ReadFiles
Scio supports reading file paths/patterns from an SCollection[String] into various formats.
Read as text lines
Reading to String text lines via readTextFiles:
import com.spotify.scio.ScioContext
import com.spotify.scio.values.SCollection
val sc: ScioContext = ???
val paths: SCollection[String] = ???
val lines: SCollection[String] = paths.readTextFiles
Read entire file as String
Reading entire files to String via readFilesAsString:
import com.spotify.scio.ScioContext
import com.spotify.scio.values.SCollection
val sc: ScioContext = ???
val paths: SCollection[String] = ???
val files: SCollection[String] = paths.readFilesAsString
Read entire file as binary
Reading entire files to binary Array[Byte] via readFilesAsBytes:
import com.spotify.scio.ScioContext
import com.spotify.scio.values.SCollection
val sc: ScioContext = ???
val paths: SCollection[String] = ???
val files: SCollection[Array[Byte]] = paths.readFilesAsBytes
Read entire file as a custom type
Reading entire files to a custom type with a user-defined function from FileIO.ReadableFile to the output type via readFiles:
import com.spotify.scio.ScioContext
import com.spotify.scio.values.SCollection
import org.apache.beam.sdk.{io => beam}
case class A(i: Int, s: String)
val sc: ScioContext = ???
val paths: SCollection[String] = ???
val userFn: beam.FileIO.ReadableFile => A = ???
val fileBytes: SCollection[A] = paths.readFiles(userFn)

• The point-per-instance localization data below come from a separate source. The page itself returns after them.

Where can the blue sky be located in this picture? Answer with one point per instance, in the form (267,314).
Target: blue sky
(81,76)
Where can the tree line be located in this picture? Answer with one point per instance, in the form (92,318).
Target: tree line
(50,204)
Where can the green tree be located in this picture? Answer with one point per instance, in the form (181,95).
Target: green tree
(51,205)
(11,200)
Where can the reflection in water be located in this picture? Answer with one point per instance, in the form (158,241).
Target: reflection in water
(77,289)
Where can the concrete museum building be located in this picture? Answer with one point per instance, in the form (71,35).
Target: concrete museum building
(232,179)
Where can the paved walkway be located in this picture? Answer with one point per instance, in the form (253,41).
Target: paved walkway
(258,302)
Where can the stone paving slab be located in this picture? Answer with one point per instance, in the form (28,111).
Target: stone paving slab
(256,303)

Read with a Beam transform
Reading a file can be done with a beam PTransform from a PCollection[FileIO.ReadableFile] to PCollection[T] (as an example, beam’s TextIO.readFiles()), via another variant of readFiles
import com.spotify.scio.ScioContext
import com.spotify.scio.values.SCollection
import org.apache.beam.sdk.{io => beam}
import org.apache.beam.sdk.transforms.PTransform
import org.apache.beam.sdk.values.PCollection
case class Record(i: Int, s: String)
val sc: ScioContext = ???
val paths: SCollection[String] = ???
val userTransform: PTransform[PCollection[beam.FileIO.ReadableFile], PCollection[Record]] = ???

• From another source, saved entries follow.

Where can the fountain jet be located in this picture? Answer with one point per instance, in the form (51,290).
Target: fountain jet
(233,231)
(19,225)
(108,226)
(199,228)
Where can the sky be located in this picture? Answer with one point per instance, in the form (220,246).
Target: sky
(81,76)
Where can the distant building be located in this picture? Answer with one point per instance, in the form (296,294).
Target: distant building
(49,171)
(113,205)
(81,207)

val records: SCollection[Record] = paths.readFiles(userTransform)
Read with a Beam source
Reading a file can be done with a beam FileBasedSource[T] (as example, beam’s TextSource) via another variant of readFiles.

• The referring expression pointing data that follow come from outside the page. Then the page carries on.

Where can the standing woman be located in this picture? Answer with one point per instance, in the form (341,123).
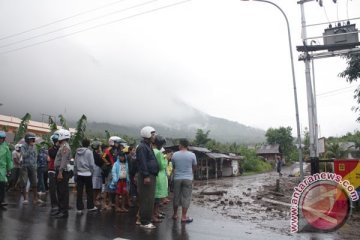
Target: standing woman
(5,167)
(62,159)
(161,189)
(52,151)
(97,176)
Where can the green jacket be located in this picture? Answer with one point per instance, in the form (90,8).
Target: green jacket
(6,163)
(161,189)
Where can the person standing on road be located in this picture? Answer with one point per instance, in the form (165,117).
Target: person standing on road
(15,172)
(52,151)
(278,165)
(62,174)
(6,165)
(83,169)
(41,169)
(148,169)
(97,177)
(161,189)
(109,157)
(184,163)
(29,168)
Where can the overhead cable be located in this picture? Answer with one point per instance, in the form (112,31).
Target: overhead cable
(60,20)
(96,26)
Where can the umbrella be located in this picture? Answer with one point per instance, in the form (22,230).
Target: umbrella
(37,140)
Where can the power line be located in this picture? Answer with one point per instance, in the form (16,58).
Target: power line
(97,26)
(61,20)
(76,24)
(336,91)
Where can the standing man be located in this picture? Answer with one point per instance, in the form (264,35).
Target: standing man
(184,163)
(29,168)
(83,171)
(278,165)
(148,169)
(51,172)
(15,172)
(62,159)
(5,167)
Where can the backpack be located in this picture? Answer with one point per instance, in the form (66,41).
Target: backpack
(42,158)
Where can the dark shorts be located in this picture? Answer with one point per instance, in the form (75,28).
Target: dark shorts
(28,173)
(121,187)
(182,193)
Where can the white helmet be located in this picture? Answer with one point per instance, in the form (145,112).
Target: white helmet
(115,139)
(63,134)
(17,147)
(146,132)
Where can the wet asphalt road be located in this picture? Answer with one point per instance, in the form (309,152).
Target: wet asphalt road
(20,222)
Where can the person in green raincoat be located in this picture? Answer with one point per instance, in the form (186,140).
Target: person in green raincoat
(6,165)
(161,189)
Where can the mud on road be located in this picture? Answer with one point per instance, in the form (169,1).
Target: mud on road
(255,199)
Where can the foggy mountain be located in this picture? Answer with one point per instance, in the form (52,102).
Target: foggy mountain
(174,126)
(221,130)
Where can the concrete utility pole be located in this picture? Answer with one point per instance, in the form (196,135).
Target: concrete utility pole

When using readFilesWithPath, the origin file path will be passed along with all elements emitted by the source.
The source will be created with the given file paths, and then split in sub-ranges depending on the desired bundle size.
import com.spotify.scio.ScioContext
import com.spotify.scio.values.SCollection
import org.apache.beam.sdk.{io => beam}
case class Record(i: Int, s: String)
val sc: ScioContext = ???
val paths: SCollection[String] = ???
val desiredBundleSizeBytes: Long = ???
val directoryTreatment: beam.FileIO.ReadMatches.DirectoryTreatment = ???
val compression: beam.Compression = ???
val createSource: String => beam.FileBasedSource[Record] = ???
val records: SCollection[Record] = paths.readFiles(
desiredBundleSizeBytes,
directoryTreatment,
compression
) { file => createSource(file) }
val recordsWithPath: SCollection[(String, Record)] = paths.readFilesWithPath(
desiredBundleSizeBytes,
directoryTreatment,
compression
) { file => createSource(file) }